Yesterday, which happened to be my ninth wedding anniversary, marked the end of the life of Fred Phelps. Fred Phelps was the founder and patriarch of Westboro Baptist Church. This “church,” a tiny group with a huge voice, was known for picketing the funerals of our soldiers with their “God Hates Fags” message. They represent all that homosexuals think Christians really are. And you know things are bad when even the KKK has protested your protests. Wow.
I remember distinctly the first time I came into contact with members of this “congregation.” ((I’m assuming it was they, but it could have been a clone church preaching the same message. When I asked one of the agitators what church he belonged to, all he would say, after looking very bewildered, was, “I’m a member of the church of Jesus Christ.” He had been flipping through pages in his Bible looking very pious, and apparently he didn’t understand my questions at first because he was so lost in heavenly splendor.)) I was at Georgia Tech, and I had been witnessing to a number of homosexual classmates. One lesbian in particular was very interested in Christianity, and we talked once or twice a week. We had become friends of sorts. We didn’t agree on anything, but she had never experienced cordial and patient discourse on the Bible before, and she was having trouble putting me in the same simplistic compartment she had created for what she thought Christianity was—small-hearted, narrow-minded, ignorant, hateful superstition.

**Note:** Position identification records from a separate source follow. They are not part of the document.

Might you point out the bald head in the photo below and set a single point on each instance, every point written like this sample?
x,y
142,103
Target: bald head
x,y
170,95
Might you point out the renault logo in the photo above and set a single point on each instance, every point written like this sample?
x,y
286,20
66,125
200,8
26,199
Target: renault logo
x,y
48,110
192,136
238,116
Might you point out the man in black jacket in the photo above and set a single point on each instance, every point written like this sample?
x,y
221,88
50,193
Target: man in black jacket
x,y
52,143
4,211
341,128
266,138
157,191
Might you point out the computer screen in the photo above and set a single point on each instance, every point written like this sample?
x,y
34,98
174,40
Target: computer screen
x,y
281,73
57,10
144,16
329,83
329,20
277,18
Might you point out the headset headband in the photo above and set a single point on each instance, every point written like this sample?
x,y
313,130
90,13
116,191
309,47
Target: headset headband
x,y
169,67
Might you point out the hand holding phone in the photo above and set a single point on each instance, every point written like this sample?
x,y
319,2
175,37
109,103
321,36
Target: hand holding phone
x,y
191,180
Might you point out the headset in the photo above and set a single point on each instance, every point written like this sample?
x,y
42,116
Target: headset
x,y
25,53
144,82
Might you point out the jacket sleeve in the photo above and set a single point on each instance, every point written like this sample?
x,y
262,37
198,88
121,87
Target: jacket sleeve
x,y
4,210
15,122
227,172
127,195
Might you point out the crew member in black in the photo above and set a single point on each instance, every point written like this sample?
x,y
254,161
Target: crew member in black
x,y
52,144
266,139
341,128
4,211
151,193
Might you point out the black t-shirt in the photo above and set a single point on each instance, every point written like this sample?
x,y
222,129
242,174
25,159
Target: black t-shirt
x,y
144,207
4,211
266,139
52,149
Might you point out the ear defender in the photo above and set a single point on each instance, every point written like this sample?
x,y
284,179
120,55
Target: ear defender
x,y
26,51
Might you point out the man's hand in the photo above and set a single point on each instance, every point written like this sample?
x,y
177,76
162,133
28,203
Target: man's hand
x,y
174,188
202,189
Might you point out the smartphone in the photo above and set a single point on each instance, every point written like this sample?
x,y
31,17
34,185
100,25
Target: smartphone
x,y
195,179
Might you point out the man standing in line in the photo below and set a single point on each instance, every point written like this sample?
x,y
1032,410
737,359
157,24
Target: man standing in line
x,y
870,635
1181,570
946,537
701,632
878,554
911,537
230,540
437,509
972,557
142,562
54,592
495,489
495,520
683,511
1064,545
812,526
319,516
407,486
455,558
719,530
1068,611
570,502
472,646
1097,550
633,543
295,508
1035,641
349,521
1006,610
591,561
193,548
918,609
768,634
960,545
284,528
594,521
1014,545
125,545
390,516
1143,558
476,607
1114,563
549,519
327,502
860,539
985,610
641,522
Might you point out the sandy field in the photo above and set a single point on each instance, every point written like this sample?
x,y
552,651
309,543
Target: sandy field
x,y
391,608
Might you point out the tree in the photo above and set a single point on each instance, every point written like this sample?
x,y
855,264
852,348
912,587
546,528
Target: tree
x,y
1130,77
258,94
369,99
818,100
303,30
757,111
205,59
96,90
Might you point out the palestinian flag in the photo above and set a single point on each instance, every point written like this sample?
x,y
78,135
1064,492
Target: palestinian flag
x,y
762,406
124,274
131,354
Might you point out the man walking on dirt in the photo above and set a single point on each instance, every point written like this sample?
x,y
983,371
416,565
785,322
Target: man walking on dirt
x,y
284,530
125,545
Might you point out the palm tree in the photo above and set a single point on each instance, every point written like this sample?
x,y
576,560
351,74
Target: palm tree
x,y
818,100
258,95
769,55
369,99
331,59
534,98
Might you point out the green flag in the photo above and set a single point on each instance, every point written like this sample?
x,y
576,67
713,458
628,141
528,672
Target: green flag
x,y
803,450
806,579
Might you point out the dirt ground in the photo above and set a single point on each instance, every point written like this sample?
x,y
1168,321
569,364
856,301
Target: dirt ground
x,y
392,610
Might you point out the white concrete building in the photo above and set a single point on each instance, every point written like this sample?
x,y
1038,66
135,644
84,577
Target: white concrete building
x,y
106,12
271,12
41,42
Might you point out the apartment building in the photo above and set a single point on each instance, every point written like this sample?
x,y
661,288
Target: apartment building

But then a group of picketers showed up at our “Free Speech” zone with signs saying things like “God Hates Fags” and “Homosex is Sin.” The thing is, I don’t necessarily disagree that God hates sin and is angry with the wicked every day. I don’t disagree that homosexuality is a sin. What I think is unhelpful about these groups is their hateful angry spirits, and their special distaste for only one kind of sin.
Homosexuality is not worse than adultery or murder. And given the ridiculous rate of unbiblical divorce and abortion in this country, I would say that heterosexual unfaithfulness is probably a bigger, more widespread issue than homosexuality.

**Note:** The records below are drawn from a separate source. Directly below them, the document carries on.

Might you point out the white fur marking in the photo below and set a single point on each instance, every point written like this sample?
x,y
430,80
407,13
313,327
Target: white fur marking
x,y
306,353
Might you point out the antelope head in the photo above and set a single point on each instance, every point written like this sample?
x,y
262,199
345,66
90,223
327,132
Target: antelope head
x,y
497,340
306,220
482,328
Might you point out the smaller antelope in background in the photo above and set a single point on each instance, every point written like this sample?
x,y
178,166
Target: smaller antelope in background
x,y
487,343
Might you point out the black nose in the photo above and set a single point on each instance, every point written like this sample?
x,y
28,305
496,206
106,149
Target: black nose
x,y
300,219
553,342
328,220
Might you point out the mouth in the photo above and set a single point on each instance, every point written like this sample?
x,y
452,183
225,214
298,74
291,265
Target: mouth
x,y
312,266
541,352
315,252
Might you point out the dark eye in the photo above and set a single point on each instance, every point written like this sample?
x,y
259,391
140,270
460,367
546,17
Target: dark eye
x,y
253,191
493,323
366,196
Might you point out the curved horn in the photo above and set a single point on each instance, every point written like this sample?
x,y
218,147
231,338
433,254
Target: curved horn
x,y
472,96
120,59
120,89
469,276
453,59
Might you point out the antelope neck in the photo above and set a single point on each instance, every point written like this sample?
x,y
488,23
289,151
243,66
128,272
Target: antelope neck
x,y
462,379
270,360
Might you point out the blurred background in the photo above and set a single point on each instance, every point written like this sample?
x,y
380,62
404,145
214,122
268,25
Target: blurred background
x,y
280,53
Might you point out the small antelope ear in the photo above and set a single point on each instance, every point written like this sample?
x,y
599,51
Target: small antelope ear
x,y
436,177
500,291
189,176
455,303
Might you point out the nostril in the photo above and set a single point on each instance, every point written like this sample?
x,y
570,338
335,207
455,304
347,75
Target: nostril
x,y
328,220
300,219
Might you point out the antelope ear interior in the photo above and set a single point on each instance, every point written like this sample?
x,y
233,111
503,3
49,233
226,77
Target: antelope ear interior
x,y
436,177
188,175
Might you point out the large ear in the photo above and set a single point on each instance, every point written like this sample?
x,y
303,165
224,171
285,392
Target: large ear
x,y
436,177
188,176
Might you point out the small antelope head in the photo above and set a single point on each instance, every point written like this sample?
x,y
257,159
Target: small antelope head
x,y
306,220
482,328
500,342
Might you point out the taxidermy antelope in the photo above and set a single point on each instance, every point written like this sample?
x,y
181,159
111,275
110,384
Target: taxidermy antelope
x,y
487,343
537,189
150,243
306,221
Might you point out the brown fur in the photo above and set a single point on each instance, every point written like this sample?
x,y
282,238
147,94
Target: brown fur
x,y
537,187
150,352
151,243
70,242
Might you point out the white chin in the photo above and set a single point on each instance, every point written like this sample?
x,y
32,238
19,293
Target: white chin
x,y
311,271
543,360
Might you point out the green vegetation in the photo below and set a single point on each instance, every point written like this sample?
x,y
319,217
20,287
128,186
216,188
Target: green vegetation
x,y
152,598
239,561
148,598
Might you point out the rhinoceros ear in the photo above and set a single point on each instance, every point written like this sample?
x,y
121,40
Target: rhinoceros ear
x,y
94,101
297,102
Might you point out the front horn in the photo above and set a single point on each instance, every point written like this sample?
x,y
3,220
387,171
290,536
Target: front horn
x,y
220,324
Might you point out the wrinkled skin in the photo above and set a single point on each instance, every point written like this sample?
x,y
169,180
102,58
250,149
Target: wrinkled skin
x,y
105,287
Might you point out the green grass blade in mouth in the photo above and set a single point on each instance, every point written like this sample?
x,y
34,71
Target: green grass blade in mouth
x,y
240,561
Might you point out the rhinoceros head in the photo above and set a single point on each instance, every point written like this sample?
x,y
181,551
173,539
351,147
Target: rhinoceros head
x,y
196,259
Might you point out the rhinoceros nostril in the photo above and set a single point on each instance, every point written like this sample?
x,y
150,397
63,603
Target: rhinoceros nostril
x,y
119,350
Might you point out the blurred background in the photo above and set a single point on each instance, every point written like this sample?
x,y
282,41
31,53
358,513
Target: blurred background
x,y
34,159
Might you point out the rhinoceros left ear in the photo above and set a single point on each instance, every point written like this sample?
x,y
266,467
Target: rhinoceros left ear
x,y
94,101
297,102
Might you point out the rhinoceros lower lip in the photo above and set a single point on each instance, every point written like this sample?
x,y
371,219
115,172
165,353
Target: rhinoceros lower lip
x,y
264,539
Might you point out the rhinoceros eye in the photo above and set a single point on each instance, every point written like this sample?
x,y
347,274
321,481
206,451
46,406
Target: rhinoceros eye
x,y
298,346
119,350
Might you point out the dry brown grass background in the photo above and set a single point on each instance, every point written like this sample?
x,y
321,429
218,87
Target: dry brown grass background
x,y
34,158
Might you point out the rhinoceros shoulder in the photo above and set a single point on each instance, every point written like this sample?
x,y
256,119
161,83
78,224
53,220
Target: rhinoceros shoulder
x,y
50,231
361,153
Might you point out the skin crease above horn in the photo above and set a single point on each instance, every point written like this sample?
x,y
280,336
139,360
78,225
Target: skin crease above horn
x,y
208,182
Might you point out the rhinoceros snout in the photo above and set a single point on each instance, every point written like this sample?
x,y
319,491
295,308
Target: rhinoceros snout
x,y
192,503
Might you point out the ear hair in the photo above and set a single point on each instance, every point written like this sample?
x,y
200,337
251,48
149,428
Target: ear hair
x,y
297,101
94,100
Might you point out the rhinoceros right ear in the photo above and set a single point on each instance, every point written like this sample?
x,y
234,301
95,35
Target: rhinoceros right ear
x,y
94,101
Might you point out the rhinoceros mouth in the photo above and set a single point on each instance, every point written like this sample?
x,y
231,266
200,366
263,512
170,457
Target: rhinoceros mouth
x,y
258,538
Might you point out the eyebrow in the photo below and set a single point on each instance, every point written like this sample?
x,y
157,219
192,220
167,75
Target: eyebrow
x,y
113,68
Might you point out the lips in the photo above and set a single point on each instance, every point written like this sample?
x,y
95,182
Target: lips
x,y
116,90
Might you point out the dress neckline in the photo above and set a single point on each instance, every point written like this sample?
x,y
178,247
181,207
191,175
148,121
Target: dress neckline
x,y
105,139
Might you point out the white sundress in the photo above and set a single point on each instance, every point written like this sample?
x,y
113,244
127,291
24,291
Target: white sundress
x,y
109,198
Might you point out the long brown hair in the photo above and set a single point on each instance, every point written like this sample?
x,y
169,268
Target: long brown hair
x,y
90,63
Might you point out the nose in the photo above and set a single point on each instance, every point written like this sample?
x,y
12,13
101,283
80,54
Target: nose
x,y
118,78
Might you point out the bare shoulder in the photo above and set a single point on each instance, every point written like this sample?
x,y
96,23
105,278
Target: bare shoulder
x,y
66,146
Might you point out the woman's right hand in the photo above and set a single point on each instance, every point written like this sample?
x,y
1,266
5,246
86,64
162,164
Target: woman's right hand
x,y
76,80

Furthermore, sinners need and get grace and forgiveness. God may be angry with the wickedness of the wicked every day. But He has that right. That doesn’t mean we do. And even if we are to hate what he hates, that doesn’t mean we have the freedom to hate in the same way he does. Because he doesn’t have any logs of hypocrisy he needs to remove. We aren’t supposed to take revenge. Vengeance is God’s, remember? And James says specifically, “The anger of man does not accomplish the righteousness of God.” And that’s just what I saw at that “Free Speech” zone that day—the anger of man.
If you’ve never witnessed this group picketing, you have no idea how discouraging and demeaning it is. They were literally screaming insults at everyone passing by. My lesbian friend passed by and got into a fruitless argument apparently. Later, she came up to me very distressed. She said, “Michael, do you agree with these people?” I told her, “I don’t agree with their emphasis or their methods.” And she said, “But you think homosexuality is a sin?” I told her I did. “Then you’re no different from them,” she said.
They ruined months and months of interaction in a few minutes. It took me months more before she trusted again that I wasn’t filled with a spirit of hate. I fail to see that they have ever done any good for the cause of Christ.
So with that, I hope that the passing of Fred Phelps means that his organization will fall apart. I really do. But not because I’m hateful. And I won’t rejoice in his death. But I hope all his children and relatives lose heart in this hateful and destructive misrepresentation of Christianity. It can’t happen soon enough.